Se queste informazioni restano implicite, Laura tornerà per il primo allenamento senza sapere cosa succederà. Se invece il venditore conosce le sue richieste e le spiega cosa troverà, Laura entrerà in palestra con un’idea precisa. Avrà molti meno dubbi su quello che succederà e le sue aspettative riceveranno una risposta specifica alle richieste esplicitate.

3. Trasferire le informazioni ai tecnici

Le informazioni raccolte durante la vendita devono arrivare all’istruttore. Questo è un passaggio che spesso manca. Se manca quando Laura entrerà in sala per trovare ciò che le avete promesso, l’istruttore non saprà nulla di lei e delle sue richieste specifiche. Nel migliore dei casi inizierà a farle alcune domande a cui ha già risposto, nel peggiore le mostrerà qualche esercizio standard. Il rischio è che la definizione del programma impieghi un tempo troppo lungo rispetto al tempo che ha già condiviso o che il livello di supporto non sia quello atteso.

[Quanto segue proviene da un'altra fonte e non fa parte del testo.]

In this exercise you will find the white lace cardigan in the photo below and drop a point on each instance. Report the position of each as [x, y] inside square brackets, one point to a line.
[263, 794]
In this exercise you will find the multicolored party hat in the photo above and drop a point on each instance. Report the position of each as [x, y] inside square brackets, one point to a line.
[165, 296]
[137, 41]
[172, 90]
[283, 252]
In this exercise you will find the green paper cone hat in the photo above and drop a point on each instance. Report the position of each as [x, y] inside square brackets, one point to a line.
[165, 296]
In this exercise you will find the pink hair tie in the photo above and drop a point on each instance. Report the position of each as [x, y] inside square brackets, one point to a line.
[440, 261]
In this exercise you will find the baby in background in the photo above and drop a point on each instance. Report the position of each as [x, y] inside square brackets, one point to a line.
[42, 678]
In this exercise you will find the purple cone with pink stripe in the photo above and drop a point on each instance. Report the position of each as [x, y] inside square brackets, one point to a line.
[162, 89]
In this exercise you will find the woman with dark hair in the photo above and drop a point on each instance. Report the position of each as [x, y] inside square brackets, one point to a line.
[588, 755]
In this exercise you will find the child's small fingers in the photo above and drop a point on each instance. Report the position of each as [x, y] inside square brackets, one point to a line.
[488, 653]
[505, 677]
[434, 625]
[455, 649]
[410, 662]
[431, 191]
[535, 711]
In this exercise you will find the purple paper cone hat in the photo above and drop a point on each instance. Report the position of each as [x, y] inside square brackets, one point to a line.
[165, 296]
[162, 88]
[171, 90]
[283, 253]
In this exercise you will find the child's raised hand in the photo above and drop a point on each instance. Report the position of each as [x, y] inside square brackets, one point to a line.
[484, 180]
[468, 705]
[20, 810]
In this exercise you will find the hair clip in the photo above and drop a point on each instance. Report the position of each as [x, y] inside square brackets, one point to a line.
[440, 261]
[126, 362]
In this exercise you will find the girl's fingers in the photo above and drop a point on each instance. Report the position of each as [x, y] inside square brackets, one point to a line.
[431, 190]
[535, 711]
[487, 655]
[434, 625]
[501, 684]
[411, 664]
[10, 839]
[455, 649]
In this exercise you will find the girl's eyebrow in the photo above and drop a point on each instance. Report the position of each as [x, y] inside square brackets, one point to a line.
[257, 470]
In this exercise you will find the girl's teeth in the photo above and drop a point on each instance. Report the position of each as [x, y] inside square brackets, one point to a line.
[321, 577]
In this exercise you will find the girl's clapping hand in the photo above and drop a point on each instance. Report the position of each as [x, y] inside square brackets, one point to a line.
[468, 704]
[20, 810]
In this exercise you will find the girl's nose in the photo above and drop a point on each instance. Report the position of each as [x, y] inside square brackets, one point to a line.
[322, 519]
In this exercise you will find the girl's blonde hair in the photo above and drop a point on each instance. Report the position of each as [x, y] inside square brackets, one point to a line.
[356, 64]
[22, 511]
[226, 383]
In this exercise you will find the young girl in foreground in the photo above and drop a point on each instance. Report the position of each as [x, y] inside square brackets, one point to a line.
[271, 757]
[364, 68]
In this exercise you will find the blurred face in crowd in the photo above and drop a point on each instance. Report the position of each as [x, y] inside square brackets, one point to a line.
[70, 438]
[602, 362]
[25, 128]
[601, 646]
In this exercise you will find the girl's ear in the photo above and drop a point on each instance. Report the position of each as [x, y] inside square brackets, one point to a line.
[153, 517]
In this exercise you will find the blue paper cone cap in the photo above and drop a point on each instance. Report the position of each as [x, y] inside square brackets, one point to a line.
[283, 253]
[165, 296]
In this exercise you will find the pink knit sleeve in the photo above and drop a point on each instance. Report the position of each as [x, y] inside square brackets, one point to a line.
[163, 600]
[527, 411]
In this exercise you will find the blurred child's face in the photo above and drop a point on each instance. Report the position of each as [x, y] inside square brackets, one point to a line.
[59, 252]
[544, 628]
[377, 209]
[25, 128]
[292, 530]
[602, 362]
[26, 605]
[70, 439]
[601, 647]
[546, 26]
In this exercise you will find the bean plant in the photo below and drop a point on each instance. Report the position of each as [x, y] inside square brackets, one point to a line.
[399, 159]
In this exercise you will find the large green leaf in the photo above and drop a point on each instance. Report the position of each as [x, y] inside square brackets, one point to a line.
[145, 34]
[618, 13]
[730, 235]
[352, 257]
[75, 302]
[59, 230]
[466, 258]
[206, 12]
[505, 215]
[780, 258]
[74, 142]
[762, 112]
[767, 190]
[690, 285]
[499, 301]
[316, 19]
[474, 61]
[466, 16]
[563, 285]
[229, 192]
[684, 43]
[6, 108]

Quando l’istruttore, invece, è a conoscenza delle sue richieste, potrà costruire il programma più adatto a soddisfare le sue aspettative. Laura percepirà immediatamente di essere stata ascoltata: il programma di allenamento ed il livello di supporto corrisponderanno a quelli che aveva richiesto. Avrà conferma delle promesse ricevute e dell’acquisto appena effettuato.

4. Preparare il primo giorno

Dovete avere un processo di onboarding per gestire ogni vostro nuovo cliente. È il percorso di inserimento alla corretta fruizione del vostro servizio e deve avvenire subito dopo avere definito l’abbonamento di partenza. Immaginiamolo ancora per Laura.

Se dopo la firma dell’abbonamento non riceve nessuna indicazione, arriverà al primo allenamento con molte domande: dove sono gli spogliatoi e la sala, a chi dovrò rivolgermi, cosa succederà il primo giorno, potrò allenarmi da subito, come devo vestirmi, quali saranno i miei punti di riferimento costanti in palestra, cosa potrò fare e cosa no. Potete ben capire come sia elevato il rischio che viva un’esperienza iniziale deludente. L’obiettivo di un onboarding corretto è spiegare tutto questo mentre il cliente è ancora a colloquio con il venditore e prima di accompagnarlo in segreteria. Meglio ancora se il tutto viene supportato da materiale specifico.

In questo caso Laura saprà quello che succederà il primo giorno, dove dovrà andare, chi saranno i suoi riferimenti, come funzionerà il suo primo allenamento: entrerà in palestra con una percezione completamente diversa. Non più con dubbi e curiosità rispetto a cosa accadrà, ma con la conoscenza del percorso che ha appena acquistato.

La vendita diventa parte dell’esperienza

Molti titolari investono energie e denaro per portare persone a visitare il proprio Club. Molto meno spesso organizzano in modo strutturato ciò che succede durante la vendita fino all’inizio del percorso di allenamento. Abbiamo visto nell’articolo i rischi che si corrono quando non si conoscono, si definiscono e si trasferiscono le aspettative di ogni cliente.

Quando, viceversa, esiste un sistema di vendita e di onboarding chiaro, il cliente trova esattamente ciò che si aspetta. È proprio questa coerenza tra aspettativa ed esperienza che nei primi giorni determina se una persona inizierà davvero a frequentare la palestra oppure no. Perché la fidelizzazione non nasce quando il cliente firma il contratto, ma dall’esperienza che il cliente vive il suo primo giorno di allenamento.